Georges Belfort Recognized by Elite Scientific Societies
World-leading bioseparations expert Georges Belfort visited Germany and Italy last month as part of two prestigious honors from elite
European scientific societies.
Belfort, Institute Professor and a member of the Howard P. Isermann Department of Chemical and Biological Engineering at Rensselaer Polytechnic Institute, was recently elected a foreign corresponding member of the Institute of Bologna Academy of Sciences. He visited the academy in March to present his honorary lecture, “Combining Science and Engineering for Molecular Separations: Thoughts from a Career.” The academy was created in 1690 by 16-year-old astronomer Eustachio Manfredi, and has grown over the centuries into one of Europe’s most renowned scientific societies.
Additionally, Belfort was recently named a member of the International Scientific Advisory Board of the Max Planck Institute for Dynamics of Complex Technical Systems. As part of the six-year appointment, Belfort visited the Institute in Magdeburg, Germany, with nine other international experts for a two-day session. The primary task of the board is to counsel the institute and to critically assess its scientific performance according to high international standards. The institute is one of 80 that make up the distinguished Max Planck Society for the Advancement of Science, an independent nonprofit research organization funded by the German government and named for the physicist who discovered quantum physics.
“Dr. Belfort’s career has been punctuated by world-changing discoveries and intrepid leadership in chemical and biological engineering. This recognition from the Institute of Bologna Academy of Sciences and Max Planck Institute only reinforces his status as a pillar of excellence in his field and on the Rensselaer campus.
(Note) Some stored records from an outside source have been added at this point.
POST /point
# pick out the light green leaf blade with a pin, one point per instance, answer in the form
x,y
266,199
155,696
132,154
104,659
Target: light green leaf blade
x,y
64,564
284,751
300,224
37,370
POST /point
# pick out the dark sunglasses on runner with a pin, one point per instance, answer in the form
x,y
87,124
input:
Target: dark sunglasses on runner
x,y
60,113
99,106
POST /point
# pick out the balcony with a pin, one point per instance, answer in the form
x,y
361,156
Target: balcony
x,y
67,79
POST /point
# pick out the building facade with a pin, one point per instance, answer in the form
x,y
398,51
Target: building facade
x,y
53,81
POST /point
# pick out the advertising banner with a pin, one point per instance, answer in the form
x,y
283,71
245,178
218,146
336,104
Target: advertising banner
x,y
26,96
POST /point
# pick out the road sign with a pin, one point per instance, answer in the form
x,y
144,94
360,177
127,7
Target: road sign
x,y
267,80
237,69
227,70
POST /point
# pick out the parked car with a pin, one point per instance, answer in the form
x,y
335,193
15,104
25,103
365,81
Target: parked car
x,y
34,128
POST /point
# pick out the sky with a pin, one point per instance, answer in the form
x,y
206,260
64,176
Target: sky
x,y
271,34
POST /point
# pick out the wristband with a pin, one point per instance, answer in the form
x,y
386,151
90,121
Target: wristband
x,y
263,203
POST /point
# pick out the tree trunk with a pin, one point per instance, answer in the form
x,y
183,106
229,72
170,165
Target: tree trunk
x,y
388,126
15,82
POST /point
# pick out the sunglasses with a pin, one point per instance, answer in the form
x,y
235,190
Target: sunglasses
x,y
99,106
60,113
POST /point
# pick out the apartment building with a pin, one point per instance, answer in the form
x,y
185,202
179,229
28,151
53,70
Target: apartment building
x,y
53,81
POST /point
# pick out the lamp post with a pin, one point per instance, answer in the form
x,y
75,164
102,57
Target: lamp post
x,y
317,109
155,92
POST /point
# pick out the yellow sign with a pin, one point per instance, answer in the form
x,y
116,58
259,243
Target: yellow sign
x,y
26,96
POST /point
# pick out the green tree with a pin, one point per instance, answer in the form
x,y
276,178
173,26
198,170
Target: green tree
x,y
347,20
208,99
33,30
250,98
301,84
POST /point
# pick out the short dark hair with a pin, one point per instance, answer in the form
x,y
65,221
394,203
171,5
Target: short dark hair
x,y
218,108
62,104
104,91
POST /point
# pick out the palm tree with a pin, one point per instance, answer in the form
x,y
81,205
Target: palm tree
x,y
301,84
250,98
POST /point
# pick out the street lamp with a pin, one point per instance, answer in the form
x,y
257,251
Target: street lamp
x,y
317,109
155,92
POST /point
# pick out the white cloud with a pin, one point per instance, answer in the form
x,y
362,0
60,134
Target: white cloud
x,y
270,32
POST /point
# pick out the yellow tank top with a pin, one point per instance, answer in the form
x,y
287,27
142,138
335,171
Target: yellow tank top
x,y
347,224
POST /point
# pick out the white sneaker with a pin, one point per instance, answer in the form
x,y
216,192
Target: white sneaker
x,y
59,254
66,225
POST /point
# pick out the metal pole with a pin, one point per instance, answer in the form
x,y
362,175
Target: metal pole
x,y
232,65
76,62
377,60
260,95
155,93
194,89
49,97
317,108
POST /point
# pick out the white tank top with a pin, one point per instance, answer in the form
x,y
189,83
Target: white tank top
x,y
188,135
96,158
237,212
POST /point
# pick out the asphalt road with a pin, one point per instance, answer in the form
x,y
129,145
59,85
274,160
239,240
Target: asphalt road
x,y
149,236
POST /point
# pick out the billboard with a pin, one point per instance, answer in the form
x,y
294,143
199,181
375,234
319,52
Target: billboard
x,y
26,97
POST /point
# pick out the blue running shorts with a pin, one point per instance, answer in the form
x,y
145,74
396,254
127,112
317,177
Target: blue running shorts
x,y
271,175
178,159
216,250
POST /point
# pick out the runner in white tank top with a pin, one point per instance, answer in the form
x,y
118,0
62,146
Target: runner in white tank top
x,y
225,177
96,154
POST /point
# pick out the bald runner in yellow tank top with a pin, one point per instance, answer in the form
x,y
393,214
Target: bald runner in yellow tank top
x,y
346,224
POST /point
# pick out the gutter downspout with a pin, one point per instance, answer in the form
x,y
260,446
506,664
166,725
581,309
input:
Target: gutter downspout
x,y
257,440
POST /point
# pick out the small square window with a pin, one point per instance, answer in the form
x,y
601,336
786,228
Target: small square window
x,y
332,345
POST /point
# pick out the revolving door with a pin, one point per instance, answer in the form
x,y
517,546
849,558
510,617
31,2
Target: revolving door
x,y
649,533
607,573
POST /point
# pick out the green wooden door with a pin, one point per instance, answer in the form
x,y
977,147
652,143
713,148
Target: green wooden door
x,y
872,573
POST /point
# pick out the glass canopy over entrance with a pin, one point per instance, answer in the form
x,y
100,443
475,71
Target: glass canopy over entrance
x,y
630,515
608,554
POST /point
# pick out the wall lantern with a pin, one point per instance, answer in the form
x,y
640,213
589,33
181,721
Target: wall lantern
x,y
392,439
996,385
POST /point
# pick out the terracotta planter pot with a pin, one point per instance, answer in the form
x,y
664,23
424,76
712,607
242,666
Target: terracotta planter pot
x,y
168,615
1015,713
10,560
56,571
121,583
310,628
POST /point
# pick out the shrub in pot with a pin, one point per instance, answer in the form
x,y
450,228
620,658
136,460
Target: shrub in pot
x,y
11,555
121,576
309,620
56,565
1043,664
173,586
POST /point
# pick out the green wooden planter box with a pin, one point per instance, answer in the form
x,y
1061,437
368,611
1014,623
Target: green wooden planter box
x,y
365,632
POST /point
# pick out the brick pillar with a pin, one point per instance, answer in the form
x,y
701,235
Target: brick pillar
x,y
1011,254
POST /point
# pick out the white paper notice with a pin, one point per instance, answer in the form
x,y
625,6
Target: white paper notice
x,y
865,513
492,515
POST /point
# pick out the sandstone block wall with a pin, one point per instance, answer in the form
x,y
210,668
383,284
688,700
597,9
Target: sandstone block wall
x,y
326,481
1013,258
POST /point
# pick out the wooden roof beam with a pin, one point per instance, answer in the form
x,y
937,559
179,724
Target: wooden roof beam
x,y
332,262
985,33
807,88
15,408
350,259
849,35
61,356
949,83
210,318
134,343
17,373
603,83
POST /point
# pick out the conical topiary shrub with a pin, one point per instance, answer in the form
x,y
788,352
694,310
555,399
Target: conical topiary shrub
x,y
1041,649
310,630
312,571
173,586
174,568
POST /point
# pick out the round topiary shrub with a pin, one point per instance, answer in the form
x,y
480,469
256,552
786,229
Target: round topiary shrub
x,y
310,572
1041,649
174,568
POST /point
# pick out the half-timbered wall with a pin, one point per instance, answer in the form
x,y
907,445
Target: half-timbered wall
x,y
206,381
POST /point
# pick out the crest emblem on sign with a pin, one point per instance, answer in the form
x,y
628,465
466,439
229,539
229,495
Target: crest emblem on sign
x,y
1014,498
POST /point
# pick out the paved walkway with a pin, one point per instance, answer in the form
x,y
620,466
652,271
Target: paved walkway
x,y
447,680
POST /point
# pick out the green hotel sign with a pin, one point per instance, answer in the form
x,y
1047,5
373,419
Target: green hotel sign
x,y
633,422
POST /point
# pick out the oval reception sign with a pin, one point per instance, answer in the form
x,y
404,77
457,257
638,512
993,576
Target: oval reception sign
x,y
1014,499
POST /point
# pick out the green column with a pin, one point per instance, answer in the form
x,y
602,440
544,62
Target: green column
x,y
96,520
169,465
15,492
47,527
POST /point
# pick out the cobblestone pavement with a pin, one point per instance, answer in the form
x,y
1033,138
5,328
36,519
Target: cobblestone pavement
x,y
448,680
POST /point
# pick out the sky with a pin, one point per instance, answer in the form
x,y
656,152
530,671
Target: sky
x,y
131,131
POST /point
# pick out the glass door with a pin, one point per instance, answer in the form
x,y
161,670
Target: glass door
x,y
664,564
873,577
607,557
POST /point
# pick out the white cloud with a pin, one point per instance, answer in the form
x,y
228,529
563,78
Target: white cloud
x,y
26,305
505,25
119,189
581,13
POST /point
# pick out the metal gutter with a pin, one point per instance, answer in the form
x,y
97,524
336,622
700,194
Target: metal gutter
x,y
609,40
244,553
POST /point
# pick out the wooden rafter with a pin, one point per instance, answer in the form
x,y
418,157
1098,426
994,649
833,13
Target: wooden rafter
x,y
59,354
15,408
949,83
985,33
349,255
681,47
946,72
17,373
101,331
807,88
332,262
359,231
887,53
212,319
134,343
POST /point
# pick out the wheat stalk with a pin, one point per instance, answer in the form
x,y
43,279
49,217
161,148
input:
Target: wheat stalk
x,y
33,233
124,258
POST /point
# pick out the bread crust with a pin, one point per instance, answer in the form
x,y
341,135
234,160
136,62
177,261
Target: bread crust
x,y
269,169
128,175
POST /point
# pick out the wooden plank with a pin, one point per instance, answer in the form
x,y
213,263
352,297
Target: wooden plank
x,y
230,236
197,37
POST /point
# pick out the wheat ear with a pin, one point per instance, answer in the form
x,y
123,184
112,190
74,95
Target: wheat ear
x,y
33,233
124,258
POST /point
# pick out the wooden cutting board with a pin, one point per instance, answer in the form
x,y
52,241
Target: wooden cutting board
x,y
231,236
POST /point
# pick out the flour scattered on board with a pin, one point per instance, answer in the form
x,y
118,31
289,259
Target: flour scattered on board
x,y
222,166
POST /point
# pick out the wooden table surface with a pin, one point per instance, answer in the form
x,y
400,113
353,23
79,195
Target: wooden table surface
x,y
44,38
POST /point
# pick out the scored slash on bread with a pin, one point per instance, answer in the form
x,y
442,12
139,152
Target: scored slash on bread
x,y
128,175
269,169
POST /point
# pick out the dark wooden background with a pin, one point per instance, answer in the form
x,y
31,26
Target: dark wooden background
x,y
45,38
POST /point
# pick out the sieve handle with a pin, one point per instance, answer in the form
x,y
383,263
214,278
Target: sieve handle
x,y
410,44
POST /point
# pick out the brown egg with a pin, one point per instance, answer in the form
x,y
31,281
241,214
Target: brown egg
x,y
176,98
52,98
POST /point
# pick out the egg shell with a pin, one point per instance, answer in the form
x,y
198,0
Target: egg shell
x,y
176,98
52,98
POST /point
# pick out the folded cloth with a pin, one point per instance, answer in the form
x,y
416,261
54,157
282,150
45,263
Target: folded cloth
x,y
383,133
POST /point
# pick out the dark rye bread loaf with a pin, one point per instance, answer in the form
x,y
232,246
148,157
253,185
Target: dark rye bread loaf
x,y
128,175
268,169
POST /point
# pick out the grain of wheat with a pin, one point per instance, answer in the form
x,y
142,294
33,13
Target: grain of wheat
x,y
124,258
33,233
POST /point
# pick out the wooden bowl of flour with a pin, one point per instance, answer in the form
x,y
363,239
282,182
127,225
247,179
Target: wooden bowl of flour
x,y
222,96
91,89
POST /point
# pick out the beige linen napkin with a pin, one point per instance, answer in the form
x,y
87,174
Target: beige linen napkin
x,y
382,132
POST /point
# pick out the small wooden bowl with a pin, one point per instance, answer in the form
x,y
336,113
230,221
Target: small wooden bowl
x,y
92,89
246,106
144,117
His successes shine brightly on all of us, and we offer him our warmest congratulations,” said Prabhat Hajela, acting provost at Rensselaer.
Belfort has earned a place among the world’s most respected academic and industrial chemical engineers. Throughout his career, he has made seminal contributions in liquid-phase pressure-driven membrane-based processes, bioseparations engineering, interfacial
science, protein misfolding at surfaces, and affinity separations.
The editor or co-editor of three books, Belfort has published more than 200 peer-reviewed papers and 22 book chapters. His h factor, a key metric for academic researchers that measures both productivity and the impact of published research, is greater than 40. He serves on the editorial boards of several international journals and is the international editor of the Journal of Chemical Engineering of Japan. Belfort also lectures widely in both academic and industrial settings and is an active consultant in the United States, Europe, and Japan.
The American Chemical Society (ACS) Biotechnology Division recently honored Belfort with the 2011 Alan S. Michaels Award in the Recovery of Biological Products. In 2008, the American Institute of Chemical Engineers (AIChE) named Belfort one of the “100 Chemical Engineers of the Modern Era.” Also in 2008, he received the ACS E.V. Murphree Award in Industrial and Engineering Chemistry. Other major awards given to Belfort include the AIChE Clarence Gerhold Award in Separation Science and Technology in 2000, and the ACS Award in Separation Science and Technology in 1995.
Belfort is a member of the National Academy of Engineering and a fellow of the American Institute for Medical and Biological Engineering. He is co-founder and former president of the North American Membrane Society, and has twice been named a fellow of the Japanese Society for the Promotion of Science.
Belfort received his bachelor’s degree in chemical engineering from the University of Cape Town in South Africa, and his master’s and doctoral degrees in chemical engineering from the University of California at Irvine.